The Best We Could Do Thi Bui
This graphic novel memoir is about what you pass on to your children, whether purposeful or inadvertent. Bui shows in words and drawings that parenting is a great responsibility, especially given that sometimes all a person can handle is the imperative to keep their child alive.
The graphic novel format elevates the story, adding meaning beyond the words. Bui captures facial expressions perfectly. Plus, unlike some graphic novels I’ve seen, each page shows great care in the art that accompanies her words.
I surprisingly found a thread to connect me and Bui in her immigration story.
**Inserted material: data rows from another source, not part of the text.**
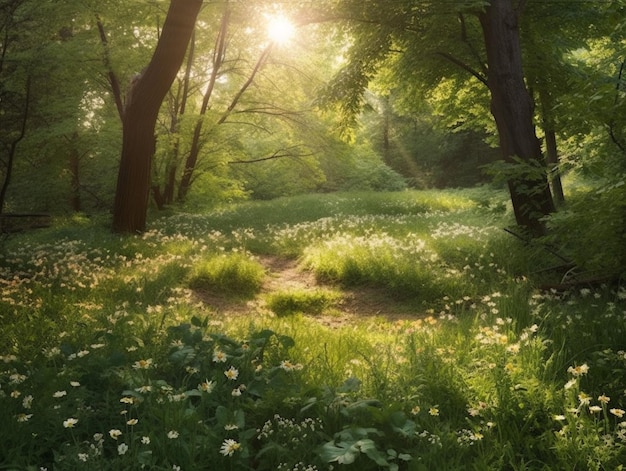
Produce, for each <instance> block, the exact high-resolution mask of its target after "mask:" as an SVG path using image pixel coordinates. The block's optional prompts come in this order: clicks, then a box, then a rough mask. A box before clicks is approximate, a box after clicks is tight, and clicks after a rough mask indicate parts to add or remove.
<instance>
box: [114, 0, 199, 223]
mask: <svg viewBox="0 0 626 471" xmlns="http://www.w3.org/2000/svg"><path fill="white" fill-rule="evenodd" d="M201 7H202V0H172V1H171V3H170V7H169V10H168V13H167V17H166V19H165V23H164V25H163V31H162V33H161V37H160V38H159V41H158V43H157V47H156V49H155V51H154V55H153V56H152V60H151V61H150V63H149V64H148V67H147V68H146V69H145V70H144V72H143V73H142V74H141V75H140V76H139V77H138V78H136V80H135V81H134V84H133V85H132V86H131V89H130V91H129V94H128V97H127V100H126V108H125V112H124V120H123V141H122V156H121V160H120V168H119V172H118V179H117V189H116V192H115V204H114V208H113V230H114V231H115V232H120V233H136V232H143V231H144V230H145V226H146V215H147V211H148V197H149V192H150V172H151V167H152V159H153V156H154V151H155V146H156V138H155V125H156V120H157V117H158V114H159V110H160V108H161V104H162V102H163V99H164V98H165V95H166V94H167V91H168V90H169V88H170V87H171V85H172V82H173V81H174V79H175V78H176V74H177V73H178V70H179V69H180V67H181V65H182V63H183V60H184V58H185V51H186V50H187V45H188V44H189V40H190V38H191V34H192V32H193V29H194V25H195V22H196V18H197V16H198V13H199V12H200V8H201Z"/></svg>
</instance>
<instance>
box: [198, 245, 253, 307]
mask: <svg viewBox="0 0 626 471" xmlns="http://www.w3.org/2000/svg"><path fill="white" fill-rule="evenodd" d="M264 277H265V269H264V268H263V266H262V265H261V264H260V263H259V262H257V261H255V260H253V259H252V258H250V256H248V255H246V254H241V253H231V254H224V255H220V256H217V257H212V258H209V259H207V260H204V261H202V262H199V263H197V264H196V265H195V266H194V267H193V268H192V270H191V275H190V277H189V287H190V288H193V289H202V290H208V291H217V292H219V293H221V294H224V295H226V296H234V297H244V298H245V297H250V296H253V295H254V294H255V293H257V292H258V291H259V289H260V288H261V284H262V283H263V278H264Z"/></svg>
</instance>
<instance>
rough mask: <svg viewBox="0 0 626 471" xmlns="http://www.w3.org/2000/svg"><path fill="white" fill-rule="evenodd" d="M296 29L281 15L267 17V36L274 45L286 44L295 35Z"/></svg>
mask: <svg viewBox="0 0 626 471" xmlns="http://www.w3.org/2000/svg"><path fill="white" fill-rule="evenodd" d="M295 33H296V27H295V26H294V24H293V23H292V22H291V21H289V19H288V18H287V17H285V16H283V15H271V16H268V17H267V35H268V37H269V38H270V40H271V41H272V42H274V43H276V44H286V43H288V42H289V41H290V40H291V39H292V38H293V37H294V35H295Z"/></svg>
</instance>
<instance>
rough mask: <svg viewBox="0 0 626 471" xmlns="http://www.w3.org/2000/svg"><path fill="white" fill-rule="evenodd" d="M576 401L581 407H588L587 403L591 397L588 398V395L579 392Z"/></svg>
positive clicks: (589, 401)
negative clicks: (577, 401) (583, 406)
mask: <svg viewBox="0 0 626 471" xmlns="http://www.w3.org/2000/svg"><path fill="white" fill-rule="evenodd" d="M578 401H579V402H580V405H581V406H588V405H589V403H590V402H591V396H589V395H588V394H586V393H584V392H581V393H580V394H579V395H578Z"/></svg>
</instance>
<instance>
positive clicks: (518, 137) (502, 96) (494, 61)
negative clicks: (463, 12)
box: [480, 0, 554, 236]
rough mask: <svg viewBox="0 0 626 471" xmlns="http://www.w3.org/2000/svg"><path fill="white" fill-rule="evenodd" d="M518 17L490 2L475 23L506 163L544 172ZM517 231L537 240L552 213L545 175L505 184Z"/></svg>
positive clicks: (493, 115)
mask: <svg viewBox="0 0 626 471" xmlns="http://www.w3.org/2000/svg"><path fill="white" fill-rule="evenodd" d="M517 15H518V13H517V11H516V10H515V8H514V6H513V1H512V0H492V2H491V5H490V6H488V7H487V8H486V9H485V11H484V13H481V14H480V23H481V26H482V29H483V35H484V38H485V47H486V50H487V63H488V80H487V82H488V86H489V90H490V92H491V113H492V114H493V117H494V119H495V122H496V127H497V129H498V137H499V140H500V148H501V151H502V154H503V157H504V159H505V161H508V162H512V161H513V160H512V159H513V158H515V157H518V158H520V159H522V161H524V162H527V163H529V164H531V165H533V164H535V165H536V164H537V163H539V164H541V165H542V168H545V165H544V162H543V155H542V153H541V145H540V143H539V139H537V135H536V133H535V127H534V124H533V103H532V98H531V96H530V94H529V93H528V90H527V88H526V85H525V83H524V73H523V69H522V51H521V46H520V37H519V26H518V16H517ZM508 186H509V192H510V194H511V202H512V204H513V211H514V213H515V220H516V222H517V224H518V225H520V226H522V227H524V228H525V229H526V230H528V231H529V233H530V234H531V235H535V236H536V235H542V234H544V233H545V226H544V223H543V221H542V218H543V217H544V216H546V215H547V214H549V213H551V212H552V211H554V203H553V201H552V194H551V193H550V187H549V185H548V179H547V175H546V173H545V172H529V173H524V174H520V175H518V176H513V177H511V178H510V179H509V181H508Z"/></svg>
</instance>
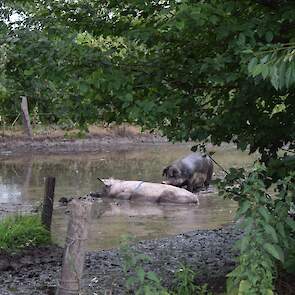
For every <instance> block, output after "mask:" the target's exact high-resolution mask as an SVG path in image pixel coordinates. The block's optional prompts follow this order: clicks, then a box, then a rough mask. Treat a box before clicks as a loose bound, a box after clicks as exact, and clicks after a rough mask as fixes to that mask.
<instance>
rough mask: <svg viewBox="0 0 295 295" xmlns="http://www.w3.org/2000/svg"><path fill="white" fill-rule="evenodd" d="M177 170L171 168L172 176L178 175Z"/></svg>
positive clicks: (177, 175) (172, 176) (173, 168)
mask: <svg viewBox="0 0 295 295" xmlns="http://www.w3.org/2000/svg"><path fill="white" fill-rule="evenodd" d="M179 174H180V173H179V170H178V169H177V168H173V170H172V177H178V176H179Z"/></svg>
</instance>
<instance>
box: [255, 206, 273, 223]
mask: <svg viewBox="0 0 295 295" xmlns="http://www.w3.org/2000/svg"><path fill="white" fill-rule="evenodd" d="M257 211H258V212H259V214H260V215H261V216H262V217H263V218H264V220H265V221H266V222H269V221H270V219H271V215H270V214H269V211H268V210H267V209H266V208H265V207H259V208H258V209H257Z"/></svg>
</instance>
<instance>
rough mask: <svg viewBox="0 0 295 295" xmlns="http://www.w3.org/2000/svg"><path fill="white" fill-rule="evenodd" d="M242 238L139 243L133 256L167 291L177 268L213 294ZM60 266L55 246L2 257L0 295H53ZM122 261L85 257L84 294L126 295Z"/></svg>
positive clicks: (220, 237) (172, 282)
mask: <svg viewBox="0 0 295 295" xmlns="http://www.w3.org/2000/svg"><path fill="white" fill-rule="evenodd" d="M240 236H241V232H240V231H239V230H238V229H237V228H235V227H234V226H228V227H225V228H222V229H217V230H198V231H192V232H188V233H184V234H179V235H176V236H172V237H167V238H163V239H160V240H148V241H141V242H138V243H136V244H133V245H132V246H131V249H132V251H133V252H134V253H135V251H137V252H139V253H143V254H145V255H147V256H149V257H151V258H152V261H151V262H146V263H144V264H143V266H144V268H145V270H146V271H149V270H152V271H155V272H156V273H157V274H158V276H159V277H160V278H161V280H162V282H163V285H164V286H166V287H168V288H169V287H171V286H172V284H173V278H174V277H175V272H176V271H177V270H179V268H180V267H181V265H180V264H183V265H186V266H189V267H190V268H191V269H192V270H193V271H195V272H196V274H197V275H196V281H197V283H199V284H204V283H208V284H209V286H210V288H211V289H212V290H214V291H215V292H221V291H223V290H224V288H225V276H226V274H227V273H228V272H229V271H231V270H232V269H233V268H234V266H235V256H236V254H237V253H235V252H234V250H233V249H232V246H233V243H234V241H236V240H237V239H239V238H240ZM61 261H62V249H61V248H59V247H56V246H52V247H41V248H37V249H30V250H26V251H24V252H22V253H18V254H14V255H4V254H2V255H1V256H0V270H1V273H0V286H1V290H0V294H1V295H12V294H17V295H23V294H32V295H37V294H38V295H39V294H47V295H48V294H55V291H56V287H57V284H58V280H59V274H60V269H61ZM125 278H126V277H125V275H124V272H123V268H122V258H121V256H120V251H119V250H118V249H112V250H105V251H98V252H90V253H88V254H87V256H86V261H85V269H84V278H83V293H82V294H87V295H88V294H89V295H90V294H119V295H120V294H126V289H125Z"/></svg>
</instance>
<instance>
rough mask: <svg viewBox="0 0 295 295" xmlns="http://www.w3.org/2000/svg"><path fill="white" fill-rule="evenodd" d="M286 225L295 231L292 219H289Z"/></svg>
mask: <svg viewBox="0 0 295 295" xmlns="http://www.w3.org/2000/svg"><path fill="white" fill-rule="evenodd" d="M286 223H287V224H288V226H289V227H290V228H291V229H292V231H295V221H294V220H293V219H292V218H290V217H287V219H286Z"/></svg>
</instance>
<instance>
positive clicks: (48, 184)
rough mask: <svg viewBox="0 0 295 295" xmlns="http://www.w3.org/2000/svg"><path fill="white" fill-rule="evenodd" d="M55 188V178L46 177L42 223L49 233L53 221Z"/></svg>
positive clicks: (43, 205) (50, 177) (42, 213)
mask: <svg viewBox="0 0 295 295" xmlns="http://www.w3.org/2000/svg"><path fill="white" fill-rule="evenodd" d="M54 188H55V177H52V176H48V177H46V179H45V191H44V200H43V209H42V214H41V221H42V224H43V225H44V226H45V227H46V228H47V229H48V230H49V231H50V227H51V220H52V211H53V202H54Z"/></svg>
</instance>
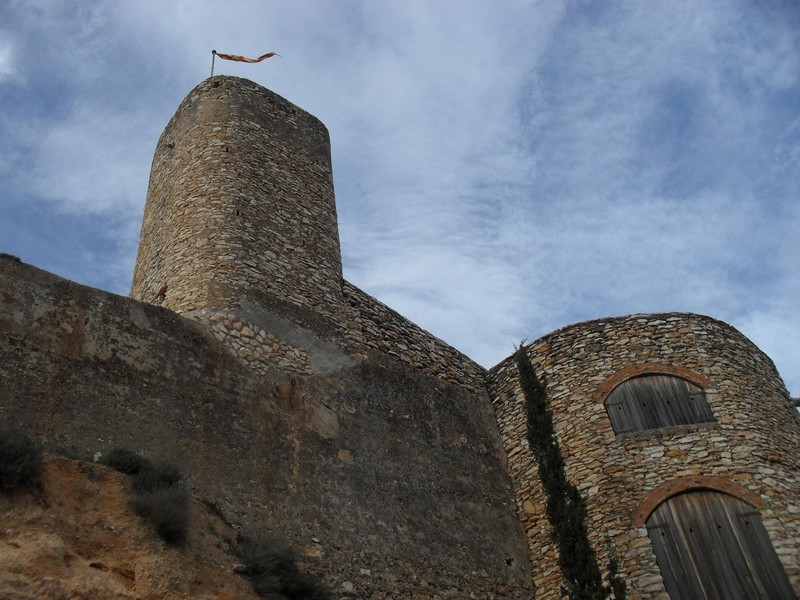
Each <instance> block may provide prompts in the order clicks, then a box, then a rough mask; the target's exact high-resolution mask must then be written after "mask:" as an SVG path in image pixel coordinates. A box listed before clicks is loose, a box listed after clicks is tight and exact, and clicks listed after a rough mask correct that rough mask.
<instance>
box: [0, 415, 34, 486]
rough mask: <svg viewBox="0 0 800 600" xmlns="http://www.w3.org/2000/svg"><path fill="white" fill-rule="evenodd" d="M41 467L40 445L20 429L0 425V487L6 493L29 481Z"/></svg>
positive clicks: (2, 425)
mask: <svg viewBox="0 0 800 600" xmlns="http://www.w3.org/2000/svg"><path fill="white" fill-rule="evenodd" d="M42 468H43V462H42V448H41V446H40V445H39V444H38V443H37V442H36V441H34V440H33V439H32V438H31V437H30V436H29V435H28V434H26V433H25V432H23V431H21V430H20V429H17V428H15V427H11V426H7V425H2V426H0V489H2V491H3V492H6V493H8V492H10V491H11V490H13V489H15V488H17V487H19V486H21V485H24V484H26V483H30V482H32V481H34V480H36V479H37V478H38V477H39V475H40V474H41V472H42Z"/></svg>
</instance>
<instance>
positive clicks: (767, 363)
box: [489, 314, 800, 598]
mask: <svg viewBox="0 0 800 600" xmlns="http://www.w3.org/2000/svg"><path fill="white" fill-rule="evenodd" d="M634 341H635V344H634V343H633V342H634ZM527 351H528V354H529V356H530V358H531V362H532V364H533V365H534V367H535V368H536V370H537V373H538V374H539V376H540V378H543V380H544V381H546V384H547V392H548V398H549V401H550V406H551V408H552V410H553V419H554V423H555V429H556V432H557V434H558V437H559V443H560V445H561V448H562V453H563V455H564V456H565V458H566V471H567V476H568V478H569V479H570V480H571V481H572V482H573V483H574V484H575V485H576V486H577V487H578V489H579V490H581V492H582V494H583V496H584V497H585V498H586V501H587V504H588V510H589V519H590V521H591V525H590V527H589V535H590V541H591V542H592V544H593V547H594V548H595V551H596V552H597V554H598V556H599V558H600V560H599V563H600V565H601V566H602V565H605V564H607V560H608V558H607V556H608V549H609V547H610V546H611V547H613V548H614V551H615V552H616V553H617V555H618V556H619V557H620V558H621V564H620V569H621V572H622V575H623V576H624V578H625V580H626V581H627V583H628V589H629V592H630V597H637V598H652V597H654V596H657V595H658V594H660V593H663V583H662V581H661V576H660V571H659V569H658V566H657V565H656V561H655V555H654V554H653V550H652V546H651V544H650V540H649V538H648V537H647V531H646V529H639V528H641V527H642V524H643V523H642V522H637V521H640V520H641V521H643V519H646V517H647V515H649V512H647V515H644V516H642V515H643V513H642V509H643V508H645V507H649V510H652V509H653V508H654V507H655V505H654V504H653V498H652V496H649V494H651V493H652V492H653V491H654V490H656V489H658V488H659V486H666V485H667V484H669V483H673V485H672V486H671V487H670V491H669V492H668V493H680V492H681V491H685V490H687V489H693V488H698V487H703V486H709V487H711V488H712V489H717V490H719V491H722V492H727V493H735V494H737V495H739V497H741V498H742V499H744V500H745V501H748V502H749V503H750V504H751V505H754V506H756V507H758V508H759V511H760V513H761V515H762V518H763V519H764V523H765V525H766V526H767V530H768V532H769V535H770V538H771V539H772V542H773V545H774V547H775V549H776V551H777V553H778V555H779V557H780V558H781V561H782V563H783V565H784V567H785V569H786V572H787V574H788V575H789V577H790V580H791V581H792V583H793V585H794V587H795V590H797V591H800V548H798V546H797V539H800V518H798V516H797V515H795V514H793V513H792V511H791V508H790V507H791V506H792V505H793V503H794V502H795V499H796V498H797V497H800V416H798V413H797V411H796V410H794V409H793V408H792V407H791V405H790V402H789V396H788V393H787V391H786V388H785V386H784V385H783V382H782V381H781V379H780V377H779V376H778V373H777V371H776V370H775V366H774V365H773V364H772V361H770V360H769V358H768V357H767V356H766V355H764V354H763V353H762V352H761V351H760V350H759V349H758V348H757V347H755V346H754V345H753V344H752V342H750V341H749V340H748V339H747V338H745V337H744V336H743V335H741V334H740V333H739V332H737V331H736V330H735V329H733V328H732V327H730V326H728V325H726V324H725V323H722V322H720V321H717V320H714V319H711V318H708V317H703V316H699V315H690V314H661V315H631V316H628V317H619V318H614V319H601V320H597V321H588V322H585V323H578V324H576V325H572V326H569V327H565V328H563V329H560V330H558V331H555V332H553V333H551V334H549V335H546V336H544V337H543V338H540V339H539V340H536V341H535V342H533V343H531V344H530V345H529V346H528V347H527ZM644 373H671V374H674V375H676V376H680V377H684V378H686V379H689V380H690V381H693V382H695V383H697V384H698V385H701V386H702V387H703V388H704V391H705V393H706V397H707V399H708V403H709V405H710V407H711V409H712V411H713V413H714V417H715V422H714V423H704V424H697V425H691V426H681V427H669V428H664V429H658V430H651V431H643V432H640V433H635V434H624V435H615V434H614V431H613V429H612V427H611V421H610V419H609V418H608V415H607V413H606V410H605V405H604V401H605V399H606V397H607V396H608V394H609V393H610V392H611V391H612V390H613V388H614V387H615V386H616V385H618V384H619V383H621V382H622V381H624V380H625V379H626V378H629V377H632V376H636V375H641V374H644ZM489 386H490V390H491V396H492V401H493V402H494V404H495V409H496V411H497V420H498V423H499V425H500V432H501V436H502V438H503V445H504V447H505V448H506V450H507V451H508V468H509V472H510V473H511V476H512V479H513V481H514V487H515V490H516V494H517V498H518V505H519V506H520V509H519V515H520V519H521V520H522V522H523V524H524V526H525V530H526V531H527V532H528V544H529V547H530V550H531V561H532V563H533V565H534V582H535V584H536V587H537V597H541V598H560V597H561V595H560V585H561V583H560V574H559V569H558V555H557V551H556V549H555V548H554V546H553V544H552V543H551V541H550V538H549V524H548V523H547V518H546V514H545V511H544V504H543V503H544V501H545V498H544V493H543V490H542V486H541V485H540V483H539V481H538V478H537V471H536V468H537V467H536V463H535V461H534V460H533V457H532V455H531V452H530V450H529V449H528V448H527V445H526V444H524V442H522V440H524V439H525V435H526V431H527V423H526V417H525V412H524V406H523V397H522V392H521V390H520V388H519V381H518V374H517V368H516V364H515V363H514V359H513V357H512V358H509V359H506V360H504V361H503V362H501V363H500V364H498V365H497V366H496V367H494V368H493V369H491V370H490V374H489ZM510 448H513V450H509V449H510ZM776 455H778V456H781V457H783V458H782V461H781V462H780V463H776V462H771V461H770V460H769V457H770V456H776ZM663 489H666V487H665V488H663ZM661 500H663V498H661ZM531 506H533V507H540V509H539V511H538V512H536V513H533V512H532V511H531V510H530V508H531ZM526 508H527V510H526ZM637 509H638V510H637Z"/></svg>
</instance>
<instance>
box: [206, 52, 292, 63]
mask: <svg viewBox="0 0 800 600" xmlns="http://www.w3.org/2000/svg"><path fill="white" fill-rule="evenodd" d="M214 54H216V55H217V56H219V57H220V58H221V59H223V60H235V61H238V62H261V61H262V60H265V59H267V58H272V57H273V56H280V54H278V53H277V52H267V53H266V54H262V55H261V56H259V57H258V58H247V57H246V56H239V55H238V54H222V53H220V52H217V51H216V50H214Z"/></svg>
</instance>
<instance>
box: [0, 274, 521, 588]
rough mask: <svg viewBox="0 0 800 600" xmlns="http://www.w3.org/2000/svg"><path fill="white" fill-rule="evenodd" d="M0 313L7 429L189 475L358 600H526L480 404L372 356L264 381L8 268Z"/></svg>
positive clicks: (70, 446)
mask: <svg viewBox="0 0 800 600" xmlns="http://www.w3.org/2000/svg"><path fill="white" fill-rule="evenodd" d="M0 306H1V307H2V311H0V370H1V371H0V372H1V374H2V376H0V398H1V399H2V401H0V420H2V421H3V422H11V423H16V424H20V425H23V426H26V427H28V428H30V429H31V430H32V431H33V432H35V434H36V435H37V436H38V437H39V438H40V439H42V440H43V441H44V442H45V443H46V444H47V445H48V446H49V447H56V448H63V449H66V450H68V451H70V452H72V453H76V454H80V455H86V456H91V455H93V454H94V453H96V452H108V451H109V450H111V449H112V448H115V447H128V448H132V449H134V450H137V451H140V452H142V453H143V454H145V455H147V456H149V457H152V458H156V459H162V460H168V461H170V462H173V463H175V464H177V465H178V466H179V467H181V469H182V470H183V471H184V472H185V473H187V475H188V483H189V486H190V488H191V490H192V492H193V493H194V494H195V495H196V496H197V497H198V498H200V499H202V500H206V501H209V502H213V503H214V504H215V505H216V506H218V507H220V509H221V510H222V512H223V513H224V515H225V516H226V518H227V519H228V520H230V521H231V522H233V523H235V524H237V525H239V526H242V527H253V526H259V527H264V528H267V529H270V530H273V531H278V532H282V533H283V534H285V535H286V536H287V537H288V538H289V539H290V541H291V542H292V543H293V544H294V545H295V546H296V547H298V548H305V547H313V548H314V549H315V550H314V552H313V553H312V555H310V556H308V557H307V560H306V567H307V568H308V569H309V570H310V571H311V572H313V573H318V574H321V575H323V576H324V578H325V580H326V582H328V583H329V584H330V586H331V588H332V589H337V590H339V589H340V588H341V582H344V581H350V582H351V583H353V586H354V588H353V591H352V593H350V595H349V596H347V597H354V598H370V597H384V596H381V594H384V595H385V597H392V598H396V597H411V595H412V594H413V593H417V594H421V595H420V596H419V597H421V598H434V597H435V596H436V595H439V596H442V595H443V594H444V593H445V592H447V591H448V590H451V589H456V590H458V591H459V595H461V594H463V593H464V591H465V590H469V593H476V594H477V595H478V596H480V597H485V598H526V597H529V596H530V594H531V591H530V590H531V585H530V579H529V572H530V567H529V564H528V559H527V555H526V554H527V552H526V548H525V543H524V534H523V532H522V528H521V526H520V524H519V521H518V520H517V519H516V516H515V514H514V504H513V499H512V495H511V489H510V482H509V479H508V476H507V474H506V472H505V469H504V465H503V451H502V448H501V446H500V440H499V435H498V433H497V429H496V426H495V424H494V417H493V412H492V409H491V403H490V402H489V399H488V397H487V396H486V395H485V392H484V393H483V395H480V394H476V393H472V392H469V391H467V390H465V389H463V388H461V387H459V386H455V385H451V384H448V383H446V382H443V381H442V380H441V379H439V378H437V377H434V376H432V375H428V374H426V373H424V372H422V371H421V370H420V369H417V368H415V367H412V366H410V365H407V364H406V363H404V362H403V361H399V360H397V359H395V358H392V357H389V356H387V355H384V354H381V353H379V352H375V351H372V352H371V353H369V354H367V355H366V356H365V358H362V359H359V360H358V361H356V360H355V359H352V360H351V361H350V362H343V363H342V364H341V368H340V370H339V371H338V372H336V373H328V374H327V375H325V376H315V375H307V376H302V375H294V376H289V375H287V374H286V373H285V372H282V371H281V370H280V369H277V368H275V367H274V366H273V367H272V368H271V369H268V370H265V371H264V372H263V373H260V372H258V371H257V370H254V369H252V368H251V367H250V366H249V364H250V363H249V362H248V361H245V362H241V361H240V360H238V359H237V358H235V357H234V355H233V354H232V353H231V351H230V348H229V347H228V346H227V345H226V343H225V342H220V341H219V340H218V339H217V337H215V335H214V334H212V330H211V329H209V328H207V327H206V326H205V325H203V324H201V323H198V322H195V321H192V320H190V319H187V318H184V317H180V316H178V315H176V314H175V313H174V312H172V311H169V310H167V309H164V308H161V307H156V306H151V305H147V304H142V303H140V302H137V301H135V300H131V299H128V298H123V297H120V296H115V295H113V294H108V293H105V292H102V291H99V290H93V289H90V288H87V287H83V286H80V285H77V284H75V283H72V282H69V281H66V280H63V279H60V278H58V277H55V276H53V275H51V274H49V273H46V272H44V271H40V270H38V269H35V268H33V267H30V266H28V265H25V264H23V263H18V262H16V261H10V260H0ZM131 315H137V316H136V318H135V319H133V318H132V317H131ZM220 323H224V321H220ZM248 327H250V329H252V330H253V331H254V332H255V331H256V329H255V328H254V327H253V326H249V325H248ZM223 328H224V326H223ZM243 329H244V327H243V328H242V330H243ZM215 333H217V332H215ZM296 335H297V336H302V335H305V334H303V332H301V331H298V332H296ZM295 358H297V357H295ZM451 439H458V440H461V442H460V443H459V444H458V445H451V444H449V443H447V442H446V440H451ZM361 569H369V570H370V572H371V576H369V577H366V576H364V575H361V573H360V570H361ZM480 571H485V572H486V573H489V574H490V577H489V578H483V577H480V576H478V575H476V574H473V573H478V572H480ZM422 581H425V582H427V587H425V588H424V589H423V588H422V587H421V586H420V582H422ZM467 596H468V593H467Z"/></svg>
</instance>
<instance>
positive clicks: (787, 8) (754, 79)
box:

Coming to the US, her family briefly live in Hammond, Indiana, which is just a few miles away from where I once lived and worked in Munster, Indiana. I laughed when I read the text bubble of her father asking “why is it so ugly here?” It really IS so ugly in Northwest Indiana, and I could understand why they ended up in California instead.
Topics of Conversation Miranda Popkey
Here is another book about a woman who is mother to a son and grapples (obliquely) with her origin story. Each chapter, titled with a city and a year, conveys a conversation the unnamed narrator has had. The conversations encompass themes of sexuality, the roles of women, power, friendship, and family.
While some Goodreads reviewers found the book boring, I found it anything but! Since finishing it I have gone back to close-read sections in order to collect all the layers of meaning.
Dear Girls Ali Wong
Wong’s book, formatted as letters to her two daughters, includes typical Ali Wong humor, in other words, a lot of jokes about butt sex and thick pubes. If you’ve seen her Netflix specials you know how crass she can get, but the raunch is part of what makes her so funny.
However, I think she is better on stage than in written text. The format became progressively cheesy, and with the afterword by her husband, outright smarmy. Still, in particular I enjoyed reading her take on San Francisco, New York City, and Los Angeles, and what it was like to live in each of them as an Asian-American.
Future Home of the Living God Louise Erdrich
I chose this book to fulfill the Native Literature Challenge Prompt #3, Indigenous Genre Fiction. First of all, I found Erdrich’s writing to be exquisite. Not only did I learn new words throughout, but Erdrich wields words not only to tell a story, but to create images. For example, on page 106 she writes,
And the sky has bloomed, it is verdant with stars.
In response I envision the stars as flowers, the black night tinged green. And, on page 192, the narrator Cedar laments,
To say goodbye we have to cut our minds apart.
I then sense the gravity of her parting more deeply.
The dystopian novel is divided not by chapters but by date: Cedar writes a diary to her unborn baby boy as evolution rapidly reverses. The government falls, and a religious state replaces it. Pregnant women are captured and martyred in childbirth, and Cedar seeks to escape this fate.
Now that I’ve gotten a taste of Erdrich’s writing, I look forward to reading from Erdrich’s long backlist.
Looking back on my February reading selections, I noticed that all include themes of parenthood. I wonder what will emerge as the theme for March? We’ll find out!